A defesa de Lula pedirá a imediata soltura do petista, depois da decisão do Supremo Tribunal Federal (STF) de barrar a prisão de condenados logo após a segunda instância. Os advogados Cristiano Zanin Martins e Valeska Martins afirmaram que o ex-presidente está “preso injustamente”, de “forma incompatível com a Constituição” e que é vítima de “perseguição política”. A defesa do petista aposta ainda na anulação do processo que levou o ex-presidente à prisão, e pedirá para que a
Suprema Corte julgue os habeas corpus que contesta as acusações e aponta a suspeição do então juiz responsável pela Lava-Jato, Sergio Moro, atual ministro da Justiça e Segurança Pública do governo Bolsonaro.
Lula tem traçado os primeiros movimentos fora da prisão e deu um recado a seus apoiadores, por meio de um dos coordenadores nacionais do MST, João Paulo Rodrigues, com quem se esteve na tarde de ontem. “Avisa aos sem-terra que vou sair mais à esquerda do que entrei. Vou sair fazendo luta, vocês vão ver um dirigente rodando o país”, relatou Rodrigues, depois de visitar Lula.
Assim que deixar a Superintendência da PF, Lula visitará a vigília feita por aliados em Curitiba e seguirá para um ato com a militância em São Paulo. Aliados do petista têm planejado uma extensa agenda de viagens, sobretudo pelo Nordeste, e convidaram Lula até para um jogo de futebol no dia 21 no assentamento do MST em Guararema (SP), com a participação de Chico Buarque.
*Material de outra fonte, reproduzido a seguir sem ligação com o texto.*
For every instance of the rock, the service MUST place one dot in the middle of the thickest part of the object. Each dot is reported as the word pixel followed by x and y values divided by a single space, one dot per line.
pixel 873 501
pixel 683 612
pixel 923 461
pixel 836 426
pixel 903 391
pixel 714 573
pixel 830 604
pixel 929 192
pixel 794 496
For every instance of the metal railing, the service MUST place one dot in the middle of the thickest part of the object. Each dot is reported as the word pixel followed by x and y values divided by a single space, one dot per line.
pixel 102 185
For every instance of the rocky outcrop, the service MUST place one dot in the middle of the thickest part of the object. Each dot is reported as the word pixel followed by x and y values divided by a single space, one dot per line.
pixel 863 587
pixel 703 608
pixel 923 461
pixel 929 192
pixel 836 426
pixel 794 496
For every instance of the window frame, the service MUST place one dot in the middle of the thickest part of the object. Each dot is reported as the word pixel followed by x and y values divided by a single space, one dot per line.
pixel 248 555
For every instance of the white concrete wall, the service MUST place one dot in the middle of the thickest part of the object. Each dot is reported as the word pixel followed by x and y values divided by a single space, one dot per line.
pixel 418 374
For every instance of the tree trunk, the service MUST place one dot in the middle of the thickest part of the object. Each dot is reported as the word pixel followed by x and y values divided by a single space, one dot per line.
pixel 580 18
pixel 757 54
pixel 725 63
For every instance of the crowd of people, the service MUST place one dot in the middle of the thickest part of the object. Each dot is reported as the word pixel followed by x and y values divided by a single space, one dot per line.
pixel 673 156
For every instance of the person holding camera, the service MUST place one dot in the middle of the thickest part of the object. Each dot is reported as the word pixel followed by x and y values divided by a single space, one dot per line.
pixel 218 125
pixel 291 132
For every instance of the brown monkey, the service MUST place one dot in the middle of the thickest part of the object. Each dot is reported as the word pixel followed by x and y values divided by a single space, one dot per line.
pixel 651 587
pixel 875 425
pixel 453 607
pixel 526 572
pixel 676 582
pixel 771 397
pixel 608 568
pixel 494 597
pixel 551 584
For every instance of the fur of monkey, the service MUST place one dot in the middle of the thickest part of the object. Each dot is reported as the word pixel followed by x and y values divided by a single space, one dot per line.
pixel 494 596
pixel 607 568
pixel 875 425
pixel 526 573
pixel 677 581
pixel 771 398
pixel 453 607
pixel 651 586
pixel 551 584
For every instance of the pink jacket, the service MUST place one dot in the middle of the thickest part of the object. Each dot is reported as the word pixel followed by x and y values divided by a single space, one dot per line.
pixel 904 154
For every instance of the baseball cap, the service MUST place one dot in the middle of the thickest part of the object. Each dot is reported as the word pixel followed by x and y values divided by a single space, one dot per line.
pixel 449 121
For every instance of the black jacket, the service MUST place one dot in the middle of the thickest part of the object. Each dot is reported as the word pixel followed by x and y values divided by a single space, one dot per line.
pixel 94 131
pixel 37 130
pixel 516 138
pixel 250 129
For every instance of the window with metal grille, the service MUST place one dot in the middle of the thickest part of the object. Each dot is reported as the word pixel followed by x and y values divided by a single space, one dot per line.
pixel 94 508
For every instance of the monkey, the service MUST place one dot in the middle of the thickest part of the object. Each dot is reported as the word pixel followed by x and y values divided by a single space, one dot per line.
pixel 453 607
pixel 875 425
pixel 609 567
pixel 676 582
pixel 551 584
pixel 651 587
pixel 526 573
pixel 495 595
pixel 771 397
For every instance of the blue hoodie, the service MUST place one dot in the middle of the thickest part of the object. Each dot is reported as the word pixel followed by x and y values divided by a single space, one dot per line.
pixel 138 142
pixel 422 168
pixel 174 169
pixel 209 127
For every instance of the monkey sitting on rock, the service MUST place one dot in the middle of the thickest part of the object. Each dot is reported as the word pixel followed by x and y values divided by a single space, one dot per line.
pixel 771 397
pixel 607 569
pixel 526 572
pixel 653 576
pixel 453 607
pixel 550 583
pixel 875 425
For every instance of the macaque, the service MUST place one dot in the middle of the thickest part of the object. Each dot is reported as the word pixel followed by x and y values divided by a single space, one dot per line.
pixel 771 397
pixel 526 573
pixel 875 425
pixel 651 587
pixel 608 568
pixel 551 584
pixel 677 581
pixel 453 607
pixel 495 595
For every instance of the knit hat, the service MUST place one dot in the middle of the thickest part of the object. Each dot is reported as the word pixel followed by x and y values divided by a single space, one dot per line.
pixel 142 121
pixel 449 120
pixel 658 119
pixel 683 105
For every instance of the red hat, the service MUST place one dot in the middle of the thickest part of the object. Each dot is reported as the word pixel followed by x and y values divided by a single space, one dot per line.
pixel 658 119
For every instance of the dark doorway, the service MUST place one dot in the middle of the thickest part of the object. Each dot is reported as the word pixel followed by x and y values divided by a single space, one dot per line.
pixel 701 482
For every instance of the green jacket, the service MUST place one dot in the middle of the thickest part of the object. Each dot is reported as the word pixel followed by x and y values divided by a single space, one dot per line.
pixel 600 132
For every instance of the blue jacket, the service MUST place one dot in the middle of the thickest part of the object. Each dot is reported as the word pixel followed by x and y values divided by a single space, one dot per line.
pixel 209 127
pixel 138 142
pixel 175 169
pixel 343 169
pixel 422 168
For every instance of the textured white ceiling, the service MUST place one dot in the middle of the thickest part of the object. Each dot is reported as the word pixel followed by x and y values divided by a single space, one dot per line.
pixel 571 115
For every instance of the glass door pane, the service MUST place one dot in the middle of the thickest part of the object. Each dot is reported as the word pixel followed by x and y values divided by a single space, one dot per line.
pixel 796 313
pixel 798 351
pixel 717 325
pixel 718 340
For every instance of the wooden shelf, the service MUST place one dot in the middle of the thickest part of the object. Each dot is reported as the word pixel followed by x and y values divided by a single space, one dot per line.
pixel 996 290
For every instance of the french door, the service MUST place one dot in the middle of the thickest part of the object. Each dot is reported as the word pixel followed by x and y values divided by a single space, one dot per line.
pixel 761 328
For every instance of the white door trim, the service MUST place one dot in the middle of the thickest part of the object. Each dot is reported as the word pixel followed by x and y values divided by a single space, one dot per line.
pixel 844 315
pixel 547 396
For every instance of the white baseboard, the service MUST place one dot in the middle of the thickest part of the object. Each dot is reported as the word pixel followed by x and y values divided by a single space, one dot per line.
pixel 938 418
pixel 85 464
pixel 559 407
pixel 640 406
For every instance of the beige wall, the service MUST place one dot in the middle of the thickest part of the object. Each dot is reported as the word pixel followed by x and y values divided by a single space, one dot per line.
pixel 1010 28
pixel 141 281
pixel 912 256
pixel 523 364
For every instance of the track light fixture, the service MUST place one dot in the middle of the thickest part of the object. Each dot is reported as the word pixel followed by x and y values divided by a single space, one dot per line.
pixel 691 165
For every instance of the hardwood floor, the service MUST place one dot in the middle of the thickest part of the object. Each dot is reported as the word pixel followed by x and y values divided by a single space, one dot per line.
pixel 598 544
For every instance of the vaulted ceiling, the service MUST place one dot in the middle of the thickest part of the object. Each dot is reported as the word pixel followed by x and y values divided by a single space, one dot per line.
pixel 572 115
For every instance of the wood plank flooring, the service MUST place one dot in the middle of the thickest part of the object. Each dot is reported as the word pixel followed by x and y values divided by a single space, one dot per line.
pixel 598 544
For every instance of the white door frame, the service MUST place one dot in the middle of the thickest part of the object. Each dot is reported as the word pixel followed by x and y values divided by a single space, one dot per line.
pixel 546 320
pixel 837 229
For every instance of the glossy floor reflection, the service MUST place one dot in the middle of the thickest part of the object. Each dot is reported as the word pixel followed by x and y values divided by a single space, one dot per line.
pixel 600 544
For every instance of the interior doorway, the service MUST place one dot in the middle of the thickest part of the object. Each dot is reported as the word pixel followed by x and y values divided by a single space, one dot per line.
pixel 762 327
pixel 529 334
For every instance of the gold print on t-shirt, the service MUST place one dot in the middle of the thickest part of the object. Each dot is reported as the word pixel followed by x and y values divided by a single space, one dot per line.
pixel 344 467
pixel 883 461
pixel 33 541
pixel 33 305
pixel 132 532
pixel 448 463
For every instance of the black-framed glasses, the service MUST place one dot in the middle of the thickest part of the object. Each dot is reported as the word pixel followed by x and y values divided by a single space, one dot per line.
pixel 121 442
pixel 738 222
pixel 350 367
Durante parte do julgamento, Lula reuniu-se com a presidente nacional do PT, deputada Gleisi Hoffmann (PR), o presidente do Instituto Lula, Paulo Okamotto, e o dirigente do MST. Gleisi disse que a decisão do STF fortalece a democracia e a Constituição, e defendeu a anulação do processo para que Lula tenha de volta seus direitos políticos e dispute nova eleição. “A verdade vencerá”. O petista foi condenado no caso do triplex do Guarujá (SP) a 8 anos, 10 meses e 20 dias por corrupção passiva e lavagem de dinheiro.